My dwie z całej naszej piątki, mamy najdrastyczniejsze historie. Liam, Calum i Daniel zwyczajnie zostali porzuceni w dzieciństwie. To też nie jest najlepsze, ale jest jedną z jaśniejszych wersji wydarzeń, jakie mogły się przytrafić.
Do dziś pamiętam jak miałam dziesięć lat i przyszła kobieta z opieki społecznej, aby powiedzieć mi, że zabierze mnie w lepsze miejsce. Z dala od ćpunów i morderców. A bliżej dzieci w moim wieku i szczęścia. O Jezu, jak bardzo mnie oszukała. Gdybym chociaż przez moment poczuła, że moje życie stanie się jeszcze gorsze, nigdy nie przyjęłabym tej wyciągniętej dłoni. Splunęłabym na nią i uciekła. Jednak teraz muszę znosić to co tu się dzieje. I to wszystko, aż do dwudziestych pierwszych urodzin.
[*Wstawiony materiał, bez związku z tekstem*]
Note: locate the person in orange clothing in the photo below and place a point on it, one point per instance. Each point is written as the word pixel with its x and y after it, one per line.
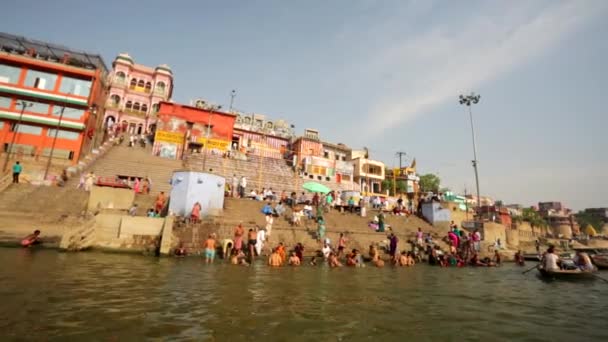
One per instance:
pixel 281 252
pixel 160 202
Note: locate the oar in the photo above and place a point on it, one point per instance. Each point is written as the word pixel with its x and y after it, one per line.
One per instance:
pixel 530 269
pixel 598 277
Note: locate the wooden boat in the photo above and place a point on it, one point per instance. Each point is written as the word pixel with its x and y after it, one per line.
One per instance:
pixel 566 274
pixel 600 260
pixel 531 257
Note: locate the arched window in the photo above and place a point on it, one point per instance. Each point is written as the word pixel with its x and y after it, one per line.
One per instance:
pixel 160 87
pixel 115 100
pixel 120 77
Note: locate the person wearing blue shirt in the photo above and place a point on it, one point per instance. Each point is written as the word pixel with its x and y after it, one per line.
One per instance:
pixel 16 172
pixel 267 210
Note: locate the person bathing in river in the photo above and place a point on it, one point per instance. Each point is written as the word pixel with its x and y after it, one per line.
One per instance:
pixel 294 260
pixel 550 260
pixel 519 258
pixel 583 261
pixel 341 244
pixel 333 261
pixel 275 259
pixel 299 250
pixel 210 249
pixel 31 240
pixel 251 242
pixel 180 251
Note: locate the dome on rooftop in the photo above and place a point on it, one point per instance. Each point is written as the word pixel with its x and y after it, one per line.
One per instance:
pixel 125 57
pixel 165 68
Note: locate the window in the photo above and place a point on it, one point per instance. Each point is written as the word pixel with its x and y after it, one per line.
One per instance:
pixel 40 80
pixel 160 87
pixel 115 99
pixel 27 129
pixel 9 73
pixel 35 107
pixel 75 86
pixel 120 77
pixel 68 113
pixel 69 135
pixel 5 102
pixel 20 148
pixel 58 153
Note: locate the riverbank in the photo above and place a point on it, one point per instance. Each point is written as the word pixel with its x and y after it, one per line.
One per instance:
pixel 84 296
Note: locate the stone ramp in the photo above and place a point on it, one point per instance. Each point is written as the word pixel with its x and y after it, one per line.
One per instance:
pixel 134 162
pixel 249 213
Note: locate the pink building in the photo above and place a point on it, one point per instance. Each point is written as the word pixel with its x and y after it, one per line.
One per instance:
pixel 135 93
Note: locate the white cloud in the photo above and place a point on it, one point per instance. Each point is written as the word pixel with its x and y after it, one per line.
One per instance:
pixel 435 66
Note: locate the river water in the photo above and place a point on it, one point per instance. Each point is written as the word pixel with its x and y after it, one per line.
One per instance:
pixel 47 295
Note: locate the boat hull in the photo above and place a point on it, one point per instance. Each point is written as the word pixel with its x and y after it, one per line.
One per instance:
pixel 600 261
pixel 566 274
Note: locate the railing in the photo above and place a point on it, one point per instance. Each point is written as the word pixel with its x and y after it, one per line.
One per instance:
pixel 134 112
pixel 120 84
pixel 112 105
pixel 5 181
pixel 140 89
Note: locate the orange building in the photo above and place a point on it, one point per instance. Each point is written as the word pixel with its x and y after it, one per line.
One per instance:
pixel 181 127
pixel 51 98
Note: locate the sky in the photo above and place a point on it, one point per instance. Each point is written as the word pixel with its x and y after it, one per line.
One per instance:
pixel 383 74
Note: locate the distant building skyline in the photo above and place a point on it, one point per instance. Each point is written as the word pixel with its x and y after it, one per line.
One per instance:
pixel 391 84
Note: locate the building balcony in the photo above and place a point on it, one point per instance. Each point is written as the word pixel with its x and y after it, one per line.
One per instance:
pixel 119 84
pixel 112 105
pixel 141 90
pixel 134 112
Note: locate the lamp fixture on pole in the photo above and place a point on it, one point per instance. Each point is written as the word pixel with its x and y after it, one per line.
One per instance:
pixel 469 100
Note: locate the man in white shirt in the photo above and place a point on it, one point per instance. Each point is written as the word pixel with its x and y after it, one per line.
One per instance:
pixel 550 260
pixel 326 250
pixel 260 239
pixel 243 186
pixel 235 185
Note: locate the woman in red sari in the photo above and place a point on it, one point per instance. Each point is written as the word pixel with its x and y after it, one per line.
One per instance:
pixel 195 216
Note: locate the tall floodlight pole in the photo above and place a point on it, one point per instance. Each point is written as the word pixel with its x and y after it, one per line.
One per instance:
pixel 232 96
pixel 211 109
pixel 469 100
pixel 24 105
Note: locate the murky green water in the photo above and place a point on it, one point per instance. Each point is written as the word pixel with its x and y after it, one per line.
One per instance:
pixel 47 295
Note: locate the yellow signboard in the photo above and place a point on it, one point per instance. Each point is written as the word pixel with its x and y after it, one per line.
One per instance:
pixel 170 137
pixel 217 144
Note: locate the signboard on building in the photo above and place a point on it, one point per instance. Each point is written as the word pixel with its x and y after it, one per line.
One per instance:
pixel 344 168
pixel 216 144
pixel 169 137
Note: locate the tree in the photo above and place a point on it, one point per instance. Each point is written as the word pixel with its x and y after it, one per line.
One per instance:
pixel 429 182
pixel 533 217
pixel 583 218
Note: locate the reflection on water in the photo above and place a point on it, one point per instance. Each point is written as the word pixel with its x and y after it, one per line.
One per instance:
pixel 46 294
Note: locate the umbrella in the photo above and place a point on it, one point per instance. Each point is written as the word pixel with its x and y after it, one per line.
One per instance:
pixel 315 187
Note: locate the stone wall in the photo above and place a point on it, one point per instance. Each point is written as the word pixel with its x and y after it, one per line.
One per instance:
pixel 105 197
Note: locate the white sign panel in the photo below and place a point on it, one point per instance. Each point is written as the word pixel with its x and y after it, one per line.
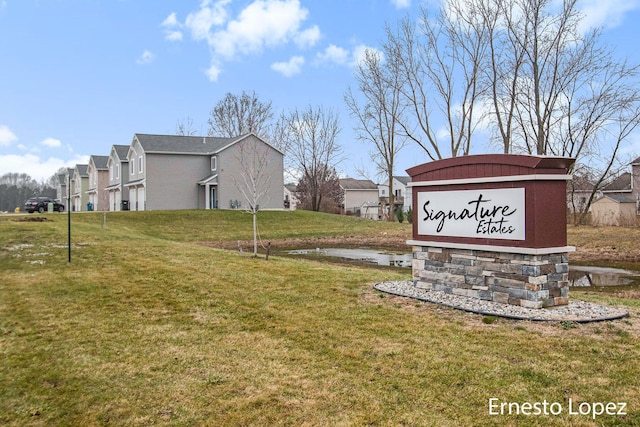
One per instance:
pixel 489 214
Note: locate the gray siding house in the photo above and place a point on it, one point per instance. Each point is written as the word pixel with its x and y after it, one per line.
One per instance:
pixel 194 172
pixel 118 192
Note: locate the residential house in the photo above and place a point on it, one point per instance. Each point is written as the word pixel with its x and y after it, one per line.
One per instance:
pixel 290 197
pixel 579 190
pixel 619 196
pixel 118 165
pixel 359 193
pixel 79 187
pixel 195 172
pixel 614 209
pixel 62 186
pixel 401 191
pixel 98 173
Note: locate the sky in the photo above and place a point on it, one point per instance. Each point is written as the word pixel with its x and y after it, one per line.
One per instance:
pixel 78 76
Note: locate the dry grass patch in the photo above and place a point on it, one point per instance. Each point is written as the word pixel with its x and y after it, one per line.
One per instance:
pixel 142 329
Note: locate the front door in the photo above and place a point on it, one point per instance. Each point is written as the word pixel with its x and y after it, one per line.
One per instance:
pixel 212 198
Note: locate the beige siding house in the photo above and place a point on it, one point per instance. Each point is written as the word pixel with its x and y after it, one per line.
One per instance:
pixel 118 166
pixel 360 197
pixel 194 172
pixel 98 174
pixel 79 187
pixel 614 209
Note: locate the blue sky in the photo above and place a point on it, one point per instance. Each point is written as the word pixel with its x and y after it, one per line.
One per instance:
pixel 77 76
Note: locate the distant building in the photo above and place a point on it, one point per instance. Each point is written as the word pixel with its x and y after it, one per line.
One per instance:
pixel 357 194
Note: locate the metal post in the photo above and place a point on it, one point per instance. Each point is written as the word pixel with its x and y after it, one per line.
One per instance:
pixel 69 216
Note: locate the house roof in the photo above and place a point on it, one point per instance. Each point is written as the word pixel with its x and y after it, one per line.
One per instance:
pixel 621 183
pixel 403 179
pixel 100 162
pixel 82 170
pixel 357 184
pixel 620 198
pixel 121 151
pixel 182 144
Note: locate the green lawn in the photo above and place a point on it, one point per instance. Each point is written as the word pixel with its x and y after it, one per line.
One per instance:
pixel 148 327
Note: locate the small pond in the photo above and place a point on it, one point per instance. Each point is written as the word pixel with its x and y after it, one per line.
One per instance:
pixel 579 276
pixel 367 256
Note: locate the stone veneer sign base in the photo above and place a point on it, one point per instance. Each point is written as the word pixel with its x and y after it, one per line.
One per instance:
pixel 531 281
pixel 575 311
Pozostały dwa lata i zaznam wolności. Zastanawiam się, czy to takie wspaniałe jak mówią. Poczekam i się przekonam na własnej skórze.
Nie minęło dziesięć minut, jak drzwi do pokoju zaczęło się otwierać. Przez szramę mogłam dojrzeć czerwone włosy Stacy.
- Hej... Śpisz? - zapytała.
- Nie. Rozmyślałam. - szepnęłam, aby nie obudzić nikogo innego w pokoju.
Co prawda, ludzie tutaj mają mocne sny, ale wolałam uważać.
- Mogę się z tobą położyć?
- Jasne. Właź, tylko się nie rozpychaj.
Po chwili poczułam, jak Stacy odsuwa kołdrę, albo to, co tak nazywamy i wtula się we mnie. Czekałam, aż spokojnie zaśnie, ale wiedziałam, ze to trochę potrwa. Czułam jak jej łzy spływają po mojej szyi. Nie próbowałam nawet podnosić jej na duchu, to nic nie da. Tylko pogarsza sytuację, przynosi nadzieję, która wkrótce znika. Minęły kolejne minuty, a oddech mojej przyjaciółki w końcu się unormował. Gdy już byłam pewna, złapałam za jej nadgarstek i zauważyłam nowe nacięcia. Kolejne dwie linie znaczące jej drobne i delikatne ciało.
- Och Stacy... - szepnęłam do siebie.
**************************************************************************************
No i kolejny rozdział za nami :D
Przepraszam, że taki krótki i nudny, ale postanowiłam dodać do końca tygodnia, co najmniej jeszcze cztery kolejne, bo potem mnie przez dłuższy czas nie będzie.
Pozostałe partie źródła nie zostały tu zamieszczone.